Authored by rampitec on Jun 25 2018, 2:26 PM.

Details

Summary

If a source of rcp instruction is a result of any conversion from
an integer convert it into rcp_iflag instruction. No FP exception
can ever happen except division by zero if a single precision rcp
argument is a representation of an integral number.

Diff Detail

Repository
rL LLVM

Event Timeline

rampitec created this revision.Jun 25 2018, 2:26 PM
arsenm added inline comments.Jun 25 2018, 11:57 PM
lib/Target/AMDGPU/SIISelLowering.cpp
6641 ↗(On Diff #152775)

Preserve fast math flags?

6644 ↗(On Diff #152775)

This can just return SDValue(). The base PerformDAGCombine isn't going to do anything here

rampitec added inline comments.Jun 26 2018, 12:05 AM
lib/Target/AMDGPU/SIISelLowering.cpp
6641 ↗(On Diff #152775)

Makes sense.

6644 ↗(On Diff #152775)

In fact not, there is combining code in parent and having no this call results in tests regression.

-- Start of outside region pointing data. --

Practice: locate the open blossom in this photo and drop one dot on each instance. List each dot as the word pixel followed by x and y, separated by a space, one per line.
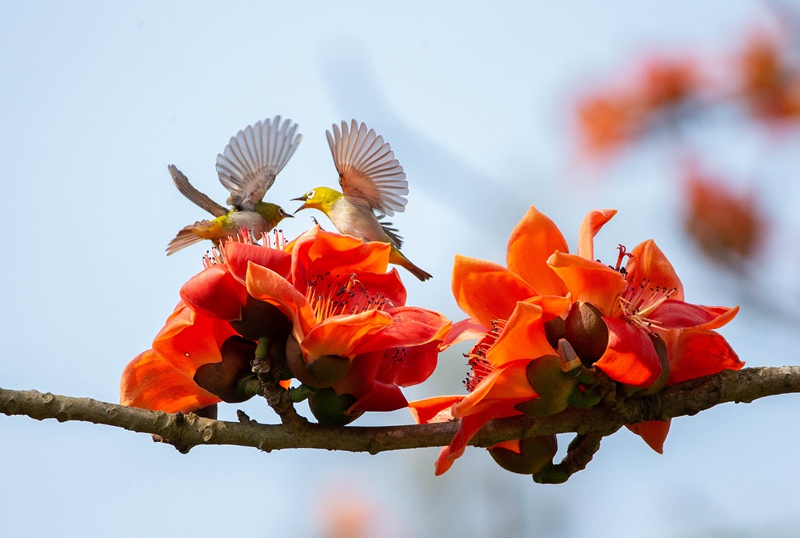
pixel 638 325
pixel 162 378
pixel 326 298
pixel 345 307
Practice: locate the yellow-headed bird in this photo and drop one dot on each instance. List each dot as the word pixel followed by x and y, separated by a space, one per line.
pixel 373 184
pixel 247 168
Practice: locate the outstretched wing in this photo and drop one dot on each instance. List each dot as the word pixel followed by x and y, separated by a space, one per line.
pixel 252 159
pixel 367 168
pixel 188 190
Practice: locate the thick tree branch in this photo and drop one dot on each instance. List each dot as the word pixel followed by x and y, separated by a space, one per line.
pixel 687 398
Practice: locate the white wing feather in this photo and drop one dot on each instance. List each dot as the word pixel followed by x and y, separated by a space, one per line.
pixel 251 160
pixel 367 168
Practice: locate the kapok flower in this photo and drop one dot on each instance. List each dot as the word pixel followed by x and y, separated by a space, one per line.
pixel 541 284
pixel 175 375
pixel 162 378
pixel 727 226
pixel 693 353
pixel 347 310
pixel 631 301
pixel 507 313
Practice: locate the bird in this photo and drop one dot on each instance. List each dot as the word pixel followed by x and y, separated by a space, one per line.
pixel 373 187
pixel 247 169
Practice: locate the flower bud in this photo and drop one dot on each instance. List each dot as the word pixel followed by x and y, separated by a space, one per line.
pixel 329 408
pixel 261 319
pixel 587 332
pixel 554 387
pixel 534 454
pixel 225 378
pixel 555 330
pixel 323 372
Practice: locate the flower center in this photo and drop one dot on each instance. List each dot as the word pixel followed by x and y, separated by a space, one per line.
pixel 330 296
pixel 479 365
pixel 638 302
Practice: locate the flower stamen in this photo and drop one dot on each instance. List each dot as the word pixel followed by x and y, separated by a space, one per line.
pixel 637 302
pixel 477 361
pixel 329 296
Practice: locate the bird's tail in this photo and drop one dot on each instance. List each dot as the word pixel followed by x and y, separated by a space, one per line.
pixel 194 233
pixel 396 257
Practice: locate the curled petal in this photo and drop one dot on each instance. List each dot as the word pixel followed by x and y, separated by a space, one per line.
pixel 335 253
pixel 432 410
pixel 523 337
pixel 466 329
pixel 188 340
pixel 381 397
pixel 346 336
pixel 267 285
pixel 589 281
pixel 533 240
pixel 486 291
pixel 630 357
pixel 214 292
pixel 698 353
pixel 672 314
pixel 412 326
pixel 151 382
pixel 592 224
pixel 648 263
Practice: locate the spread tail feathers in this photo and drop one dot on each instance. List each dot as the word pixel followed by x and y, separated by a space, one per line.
pixel 186 237
pixel 398 258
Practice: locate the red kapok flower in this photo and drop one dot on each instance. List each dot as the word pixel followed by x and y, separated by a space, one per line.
pixel 344 305
pixel 162 378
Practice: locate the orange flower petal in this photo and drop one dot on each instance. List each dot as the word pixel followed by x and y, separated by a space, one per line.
pixel 431 410
pixel 630 357
pixel 486 291
pixel 532 241
pixel 317 252
pixel 522 338
pixel 502 389
pixel 151 382
pixel 345 336
pixel 589 281
pixel 700 353
pixel 267 285
pixel 673 314
pixel 466 329
pixel 654 433
pixel 237 255
pixel 647 262
pixel 214 292
pixel 188 339
pixel 592 224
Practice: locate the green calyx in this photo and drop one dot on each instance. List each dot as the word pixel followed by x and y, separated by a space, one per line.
pixel 330 408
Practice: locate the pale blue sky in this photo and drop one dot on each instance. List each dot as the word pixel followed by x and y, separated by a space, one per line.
pixel 474 97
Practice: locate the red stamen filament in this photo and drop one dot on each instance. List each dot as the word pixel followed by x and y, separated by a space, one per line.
pixel 477 361
pixel 329 297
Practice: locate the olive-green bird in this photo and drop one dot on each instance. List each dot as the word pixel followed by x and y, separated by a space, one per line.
pixel 247 168
pixel 373 186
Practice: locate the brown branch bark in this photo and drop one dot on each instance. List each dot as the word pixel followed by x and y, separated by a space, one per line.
pixel 687 398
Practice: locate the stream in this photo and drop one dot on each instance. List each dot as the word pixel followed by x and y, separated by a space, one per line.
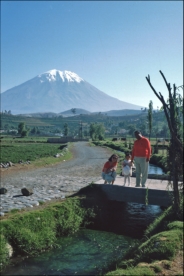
pixel 91 251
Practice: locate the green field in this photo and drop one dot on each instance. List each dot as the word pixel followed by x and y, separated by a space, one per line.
pixel 26 149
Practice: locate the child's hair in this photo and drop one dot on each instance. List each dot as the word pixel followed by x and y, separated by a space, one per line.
pixel 114 155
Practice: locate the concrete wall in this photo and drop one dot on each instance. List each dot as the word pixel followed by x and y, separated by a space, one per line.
pixel 138 195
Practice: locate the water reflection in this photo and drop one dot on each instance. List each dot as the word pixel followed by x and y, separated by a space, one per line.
pixel 86 253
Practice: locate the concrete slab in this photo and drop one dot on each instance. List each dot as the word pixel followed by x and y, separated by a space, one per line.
pixel 150 183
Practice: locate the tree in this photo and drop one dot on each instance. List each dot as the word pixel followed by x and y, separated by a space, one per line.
pixel 172 109
pixel 150 117
pixel 96 131
pixel 65 129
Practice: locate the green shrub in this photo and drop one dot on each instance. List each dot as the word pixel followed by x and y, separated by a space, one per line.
pixel 163 245
pixel 136 271
pixel 31 232
pixel 3 251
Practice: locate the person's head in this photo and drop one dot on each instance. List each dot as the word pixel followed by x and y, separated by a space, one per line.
pixel 113 158
pixel 127 156
pixel 137 134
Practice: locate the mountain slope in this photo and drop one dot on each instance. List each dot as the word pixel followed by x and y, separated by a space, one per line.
pixel 57 91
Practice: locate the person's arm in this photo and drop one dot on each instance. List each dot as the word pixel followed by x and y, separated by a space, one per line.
pixel 123 164
pixel 133 152
pixel 148 146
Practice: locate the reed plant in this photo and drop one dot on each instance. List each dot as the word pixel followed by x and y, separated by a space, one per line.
pixel 35 231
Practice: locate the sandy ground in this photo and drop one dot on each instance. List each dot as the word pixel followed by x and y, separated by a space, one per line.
pixel 86 164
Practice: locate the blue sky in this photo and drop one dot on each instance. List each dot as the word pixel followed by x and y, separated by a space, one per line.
pixel 112 45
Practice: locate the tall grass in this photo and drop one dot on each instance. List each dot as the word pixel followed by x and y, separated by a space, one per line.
pixel 32 232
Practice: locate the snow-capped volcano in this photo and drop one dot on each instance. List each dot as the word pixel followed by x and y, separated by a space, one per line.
pixel 57 91
pixel 55 75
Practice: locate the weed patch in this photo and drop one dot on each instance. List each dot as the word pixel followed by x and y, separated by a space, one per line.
pixel 34 231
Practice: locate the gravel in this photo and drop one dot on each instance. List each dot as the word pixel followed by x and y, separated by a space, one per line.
pixel 55 181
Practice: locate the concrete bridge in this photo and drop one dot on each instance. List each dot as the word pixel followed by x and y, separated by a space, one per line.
pixel 157 192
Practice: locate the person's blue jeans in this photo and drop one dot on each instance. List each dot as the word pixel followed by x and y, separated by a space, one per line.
pixel 141 171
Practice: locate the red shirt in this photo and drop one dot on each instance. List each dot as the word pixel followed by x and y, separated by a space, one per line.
pixel 109 165
pixel 141 148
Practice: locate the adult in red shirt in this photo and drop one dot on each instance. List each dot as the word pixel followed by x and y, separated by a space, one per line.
pixel 141 155
pixel 109 169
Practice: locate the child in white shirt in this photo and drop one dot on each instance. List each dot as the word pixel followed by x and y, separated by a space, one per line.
pixel 127 168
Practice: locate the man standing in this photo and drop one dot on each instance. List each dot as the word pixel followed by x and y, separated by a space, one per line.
pixel 141 155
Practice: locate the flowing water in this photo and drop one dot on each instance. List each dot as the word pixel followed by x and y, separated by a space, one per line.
pixel 88 252
pixel 92 251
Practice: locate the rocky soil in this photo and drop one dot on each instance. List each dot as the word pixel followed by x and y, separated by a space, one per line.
pixel 51 182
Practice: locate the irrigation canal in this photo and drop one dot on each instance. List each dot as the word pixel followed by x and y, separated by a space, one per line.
pixel 92 251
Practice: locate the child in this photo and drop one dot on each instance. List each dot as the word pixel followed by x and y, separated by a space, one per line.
pixel 127 168
pixel 109 169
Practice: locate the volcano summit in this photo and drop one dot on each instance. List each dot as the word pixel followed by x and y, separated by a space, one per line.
pixel 57 91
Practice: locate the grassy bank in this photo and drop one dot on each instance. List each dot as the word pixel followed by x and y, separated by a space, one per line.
pixel 154 253
pixel 36 150
pixel 35 231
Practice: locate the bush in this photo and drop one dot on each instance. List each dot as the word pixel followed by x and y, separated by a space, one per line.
pixel 31 232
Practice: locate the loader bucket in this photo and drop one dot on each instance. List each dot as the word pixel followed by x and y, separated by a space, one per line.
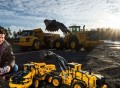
pixel 51 25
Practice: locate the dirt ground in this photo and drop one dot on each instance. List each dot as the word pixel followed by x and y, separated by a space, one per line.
pixel 104 59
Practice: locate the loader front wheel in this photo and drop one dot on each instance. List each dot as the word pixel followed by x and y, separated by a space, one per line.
pixel 36 45
pixel 74 43
pixel 48 78
pixel 57 81
pixel 36 83
pixel 59 44
pixel 78 85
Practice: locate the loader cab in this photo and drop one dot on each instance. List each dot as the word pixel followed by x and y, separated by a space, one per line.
pixel 84 34
pixel 74 29
pixel 39 34
pixel 27 33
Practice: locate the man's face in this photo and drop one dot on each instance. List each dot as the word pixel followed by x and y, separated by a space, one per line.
pixel 2 38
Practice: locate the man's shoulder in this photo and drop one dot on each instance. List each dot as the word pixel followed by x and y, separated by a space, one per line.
pixel 6 44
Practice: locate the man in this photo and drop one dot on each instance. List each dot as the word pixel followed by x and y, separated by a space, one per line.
pixel 7 58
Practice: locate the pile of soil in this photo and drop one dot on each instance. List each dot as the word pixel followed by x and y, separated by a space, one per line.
pixel 105 59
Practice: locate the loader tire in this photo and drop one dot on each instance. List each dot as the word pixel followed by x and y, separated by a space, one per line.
pixel 49 44
pixel 59 44
pixel 78 85
pixel 74 43
pixel 57 81
pixel 36 45
pixel 88 49
pixel 35 83
pixel 48 78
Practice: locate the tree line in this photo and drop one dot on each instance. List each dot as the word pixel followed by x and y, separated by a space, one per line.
pixel 10 34
pixel 105 33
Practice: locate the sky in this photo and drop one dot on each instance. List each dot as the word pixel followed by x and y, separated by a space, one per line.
pixel 30 14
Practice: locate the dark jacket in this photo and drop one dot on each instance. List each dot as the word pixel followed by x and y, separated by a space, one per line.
pixel 6 55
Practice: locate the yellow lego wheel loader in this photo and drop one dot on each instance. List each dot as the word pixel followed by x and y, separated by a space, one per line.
pixel 32 75
pixel 71 74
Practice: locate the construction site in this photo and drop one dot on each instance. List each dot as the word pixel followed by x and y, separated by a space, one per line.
pixel 77 60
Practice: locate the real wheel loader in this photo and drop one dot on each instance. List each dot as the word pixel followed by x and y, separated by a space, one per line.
pixel 75 38
pixel 35 39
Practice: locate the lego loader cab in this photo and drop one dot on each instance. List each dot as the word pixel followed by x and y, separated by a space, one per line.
pixel 31 75
pixel 35 39
pixel 70 74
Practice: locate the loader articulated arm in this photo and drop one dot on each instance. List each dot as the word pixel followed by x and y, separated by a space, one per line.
pixel 53 25
pixel 59 61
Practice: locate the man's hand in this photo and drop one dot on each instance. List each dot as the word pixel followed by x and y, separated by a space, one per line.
pixel 4 70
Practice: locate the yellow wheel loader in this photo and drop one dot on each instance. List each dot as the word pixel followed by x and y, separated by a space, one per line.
pixel 75 38
pixel 35 39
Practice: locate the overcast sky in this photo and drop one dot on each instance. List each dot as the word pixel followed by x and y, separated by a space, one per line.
pixel 29 14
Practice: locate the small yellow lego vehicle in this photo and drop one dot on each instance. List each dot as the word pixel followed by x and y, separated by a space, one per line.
pixel 71 74
pixel 31 75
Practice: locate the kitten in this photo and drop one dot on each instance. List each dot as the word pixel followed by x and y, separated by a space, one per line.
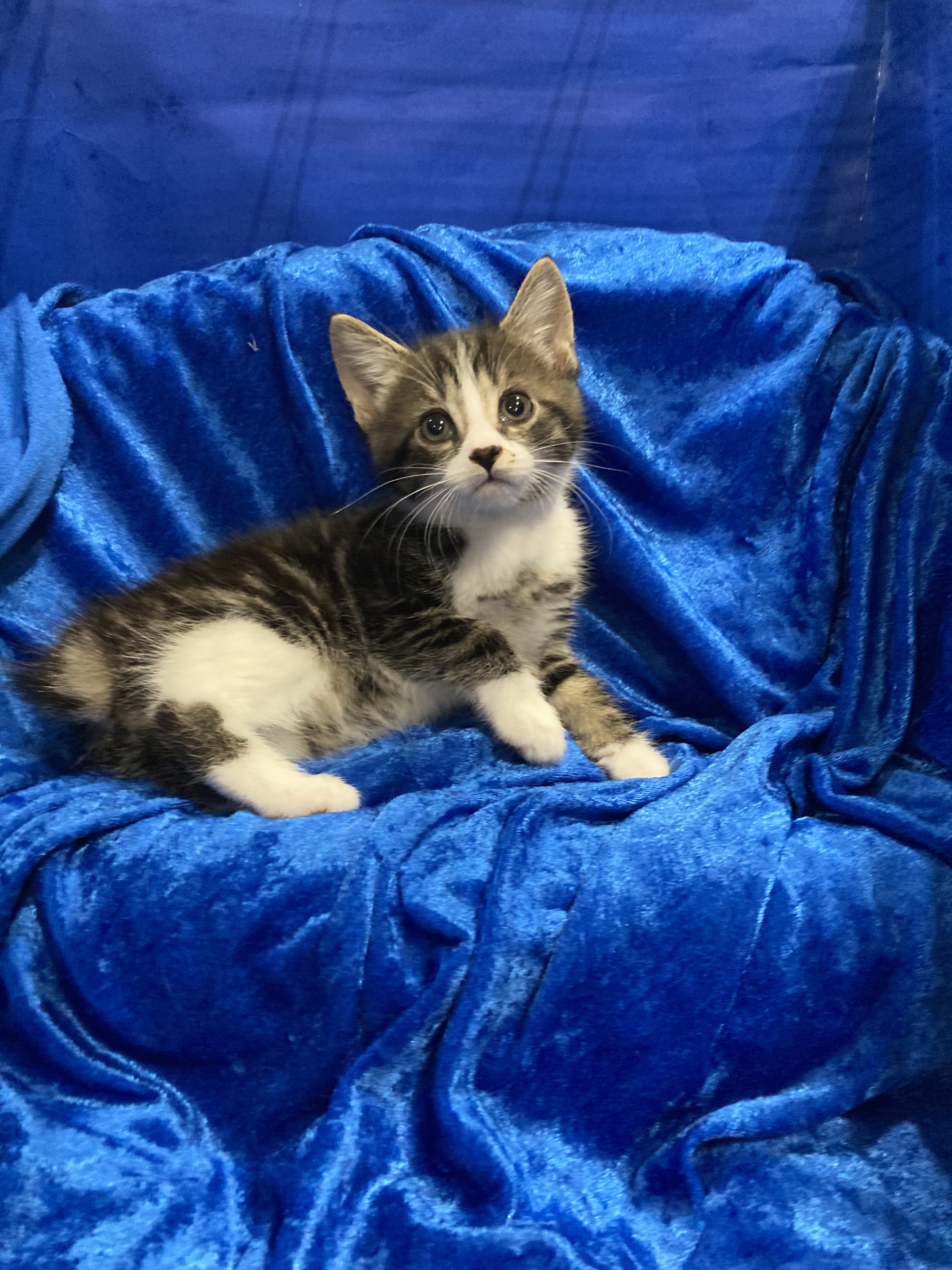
pixel 326 632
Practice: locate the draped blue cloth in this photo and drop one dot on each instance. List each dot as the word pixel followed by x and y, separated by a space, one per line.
pixel 504 1016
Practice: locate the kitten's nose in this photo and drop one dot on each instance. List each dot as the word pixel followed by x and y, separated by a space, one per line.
pixel 487 456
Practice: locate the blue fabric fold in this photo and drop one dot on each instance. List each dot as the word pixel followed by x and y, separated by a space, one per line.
pixel 504 1016
pixel 36 422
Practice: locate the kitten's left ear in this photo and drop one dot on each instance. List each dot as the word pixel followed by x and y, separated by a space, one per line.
pixel 542 317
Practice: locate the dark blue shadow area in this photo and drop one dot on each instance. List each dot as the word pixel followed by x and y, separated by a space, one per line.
pixel 143 139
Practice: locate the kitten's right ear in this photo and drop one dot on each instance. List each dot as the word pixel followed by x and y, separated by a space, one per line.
pixel 369 365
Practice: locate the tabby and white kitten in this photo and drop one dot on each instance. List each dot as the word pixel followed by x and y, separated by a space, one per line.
pixel 295 641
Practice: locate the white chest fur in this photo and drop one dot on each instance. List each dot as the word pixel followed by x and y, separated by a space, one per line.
pixel 520 576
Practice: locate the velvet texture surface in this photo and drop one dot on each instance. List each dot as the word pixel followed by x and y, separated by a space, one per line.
pixel 504 1016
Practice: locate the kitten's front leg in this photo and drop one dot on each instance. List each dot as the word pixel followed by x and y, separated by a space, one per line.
pixel 518 713
pixel 604 732
pixel 478 658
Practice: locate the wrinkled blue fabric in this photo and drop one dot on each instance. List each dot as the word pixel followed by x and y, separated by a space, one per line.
pixel 36 422
pixel 504 1016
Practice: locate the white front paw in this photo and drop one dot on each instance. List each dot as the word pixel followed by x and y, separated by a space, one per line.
pixel 306 796
pixel 522 717
pixel 634 759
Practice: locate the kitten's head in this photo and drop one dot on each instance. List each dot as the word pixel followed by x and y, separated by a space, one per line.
pixel 475 422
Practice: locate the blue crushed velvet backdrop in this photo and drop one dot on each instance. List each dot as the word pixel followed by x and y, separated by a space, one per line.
pixel 506 1016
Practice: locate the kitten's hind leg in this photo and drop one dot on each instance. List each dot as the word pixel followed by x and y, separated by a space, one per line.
pixel 246 769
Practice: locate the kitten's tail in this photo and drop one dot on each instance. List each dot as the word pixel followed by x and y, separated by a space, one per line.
pixel 70 678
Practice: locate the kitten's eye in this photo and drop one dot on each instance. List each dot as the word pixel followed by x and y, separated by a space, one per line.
pixel 436 426
pixel 514 407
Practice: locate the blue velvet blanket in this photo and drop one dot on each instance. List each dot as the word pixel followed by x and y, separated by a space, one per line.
pixel 502 1016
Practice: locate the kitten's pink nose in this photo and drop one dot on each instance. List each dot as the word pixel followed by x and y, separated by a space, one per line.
pixel 487 456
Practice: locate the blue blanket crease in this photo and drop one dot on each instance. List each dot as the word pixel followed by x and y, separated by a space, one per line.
pixel 502 1016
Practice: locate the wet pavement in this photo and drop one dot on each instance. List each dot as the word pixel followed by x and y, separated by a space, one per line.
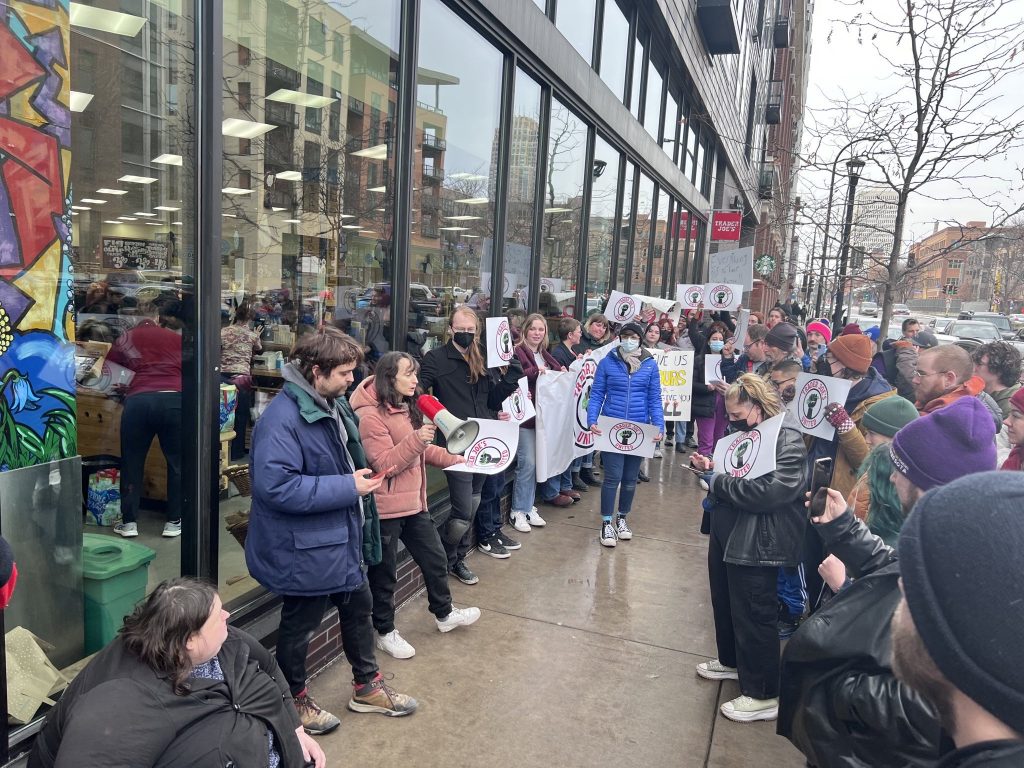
pixel 584 655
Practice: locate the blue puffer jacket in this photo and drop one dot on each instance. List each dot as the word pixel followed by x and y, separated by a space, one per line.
pixel 305 527
pixel 621 395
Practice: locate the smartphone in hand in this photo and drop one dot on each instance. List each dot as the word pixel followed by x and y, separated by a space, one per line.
pixel 819 486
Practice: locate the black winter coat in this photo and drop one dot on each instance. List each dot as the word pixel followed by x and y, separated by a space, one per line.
pixel 840 704
pixel 769 510
pixel 118 713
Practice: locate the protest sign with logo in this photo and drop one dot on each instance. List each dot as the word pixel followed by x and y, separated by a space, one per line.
pixel 676 368
pixel 622 307
pixel 813 395
pixel 493 450
pixel 750 455
pixel 518 406
pixel 713 368
pixel 500 347
pixel 720 296
pixel 625 436
pixel 689 296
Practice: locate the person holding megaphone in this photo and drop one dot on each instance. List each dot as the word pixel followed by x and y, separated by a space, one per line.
pixel 457 374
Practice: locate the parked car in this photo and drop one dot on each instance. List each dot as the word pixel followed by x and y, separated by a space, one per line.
pixel 998 320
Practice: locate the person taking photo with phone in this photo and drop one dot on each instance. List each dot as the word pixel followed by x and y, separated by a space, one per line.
pixel 398 445
pixel 757 525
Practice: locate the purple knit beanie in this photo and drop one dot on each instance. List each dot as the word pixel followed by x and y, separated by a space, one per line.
pixel 950 442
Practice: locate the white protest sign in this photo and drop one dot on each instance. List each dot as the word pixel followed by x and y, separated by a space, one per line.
pixel 689 296
pixel 500 348
pixel 734 266
pixel 713 369
pixel 622 307
pixel 720 296
pixel 750 455
pixel 813 395
pixel 493 450
pixel 625 436
pixel 518 404
pixel 676 368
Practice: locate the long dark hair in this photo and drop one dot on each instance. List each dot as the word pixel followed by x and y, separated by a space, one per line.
pixel 384 380
pixel 159 629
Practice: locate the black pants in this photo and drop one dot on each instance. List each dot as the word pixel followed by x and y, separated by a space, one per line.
pixel 464 491
pixel 424 544
pixel 146 416
pixel 301 616
pixel 743 599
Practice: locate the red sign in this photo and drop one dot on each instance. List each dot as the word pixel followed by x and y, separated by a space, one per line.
pixel 726 224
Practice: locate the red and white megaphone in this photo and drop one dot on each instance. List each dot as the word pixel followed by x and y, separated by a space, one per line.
pixel 459 434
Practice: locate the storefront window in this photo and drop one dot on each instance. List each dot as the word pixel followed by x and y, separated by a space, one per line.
pixel 614 47
pixel 96 247
pixel 574 18
pixel 626 225
pixel 641 240
pixel 459 87
pixel 307 203
pixel 601 229
pixel 525 137
pixel 563 199
pixel 658 255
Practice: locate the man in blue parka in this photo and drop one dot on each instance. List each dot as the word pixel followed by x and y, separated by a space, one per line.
pixel 305 528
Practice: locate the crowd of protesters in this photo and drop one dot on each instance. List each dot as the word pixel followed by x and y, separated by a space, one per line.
pixel 876 621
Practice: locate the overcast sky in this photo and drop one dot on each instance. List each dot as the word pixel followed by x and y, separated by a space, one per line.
pixel 843 65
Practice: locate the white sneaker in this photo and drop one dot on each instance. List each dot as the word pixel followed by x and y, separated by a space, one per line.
pixel 458 617
pixel 394 645
pixel 715 670
pixel 127 529
pixel 608 535
pixel 747 710
pixel 519 522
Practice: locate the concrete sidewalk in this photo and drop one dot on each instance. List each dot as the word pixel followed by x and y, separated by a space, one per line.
pixel 583 656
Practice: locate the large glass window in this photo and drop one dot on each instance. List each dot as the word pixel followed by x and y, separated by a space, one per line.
pixel 601 229
pixel 574 18
pixel 524 137
pixel 614 47
pixel 659 253
pixel 563 199
pixel 459 87
pixel 97 260
pixel 641 239
pixel 307 201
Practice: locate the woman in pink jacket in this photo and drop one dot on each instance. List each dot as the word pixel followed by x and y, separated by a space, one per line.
pixel 397 440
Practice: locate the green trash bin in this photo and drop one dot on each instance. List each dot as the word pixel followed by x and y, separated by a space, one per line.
pixel 115 573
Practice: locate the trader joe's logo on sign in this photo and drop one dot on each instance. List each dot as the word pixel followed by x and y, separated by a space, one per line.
pixel 720 297
pixel 581 392
pixel 626 436
pixel 624 309
pixel 742 452
pixel 489 453
pixel 811 403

arsenm added inline comments.Jun 26 2018, 12:35 AM
lib/Target/AMDGPU/SIISelLowering.cpp
6644 ↗(On Diff #152775)

Oh, I see there is constant folding there already.

It would probably be better then to either factor that into a function which can be called from here, or to just handle all of this is one performRcpCombine

rampitec updated this revision to Diff 152891.Jun 26 2018, 8:07 AM
rampitec marked 2 inline comments as done.
rampitec marked 3 inline comments as done.Jun 26 2018, 3:06 PM
arsenm accepted this revision.Jun 27 2018, 5:16 AM

LGTM

This revision is now accepted and ready to land.Jun 27 2018, 5:16 AM
This revision was automatically updated to reflect the committed changes.